Nei chilometri precedenti saliranno tanto prima di arrivare alla salita finale.
Questo può cambiare le carte in tavola. Se all’inizio della tappa si mette tanta fatica nelle gambe allora poi la scalata finale cambia volto. Penso il gruppo arriverà a prenderla con una velocità costante e per fare selezione si deve partire forte fin da subito.
Sarà difficile gestire la salita visto che le squadre avranno solo cinque corridori e saremo alla fine del Giro Next Gen?
Pensare di coprire tutti e 13 i chilometri di salita con due o tre atleti intorno al capitano è difficile. Si dovranno capire le mosse dei team e quello che potrà succedere. Se si dovesse arrivare ad avere solo gli uomini di classifica davanti si apre uno scenario da uno contro uno. In questo caso potremmo vedere tanti attacchi, ma attenzione che in una salita del genere solo uno può essere quello decisivo.
Cioé?
Che è difficile prendere tanto margine in una salita del genere con pendenze abbordabili.
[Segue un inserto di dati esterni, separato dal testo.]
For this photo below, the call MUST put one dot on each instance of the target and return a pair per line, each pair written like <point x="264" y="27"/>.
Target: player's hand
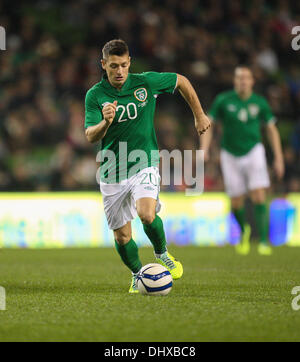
<point x="202" y="124"/>
<point x="278" y="166"/>
<point x="109" y="112"/>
I distacchi potrebbero aggirarsi intorno ai venti secondi. E’ importante trovare il momento giusto e questo può arrivare o da molto lontano, anche se è difficile, o quando si è negli ultimi due chilometri. Però con tutto quel dislivello prima qualcuno potrebbe andare in crisi.
E cosa cambierebbe?
Se ti pianti, non vai più su. Pensateci, su quali salite si fa maggiore differenza quando un corridore va in crisi? Quelle con pendenze dove si riesce a fare velocità. Prato Nevoso è una scalata da fare a 22 o 23 chilometri orari, ma se uno va in crisi si sale a 14 all’ora. Cambia tutto. I divari si possono fare davvero ampi.
Come correresti?
A ruota del primo gruppo, respirando e risparmiando qualcosa. Poi una volta che si decide di attaccare bisogna farlo fino in fondo, senza pensare al giorno dopo. Nel finale di una corsa a tappe tra andare al 90 per cento o andare al 100 per cento non cambia nulla. Anche perché in una salita come quella di Prato Nevoso la differenza la si può fare solo con uno scatto secco, convinto.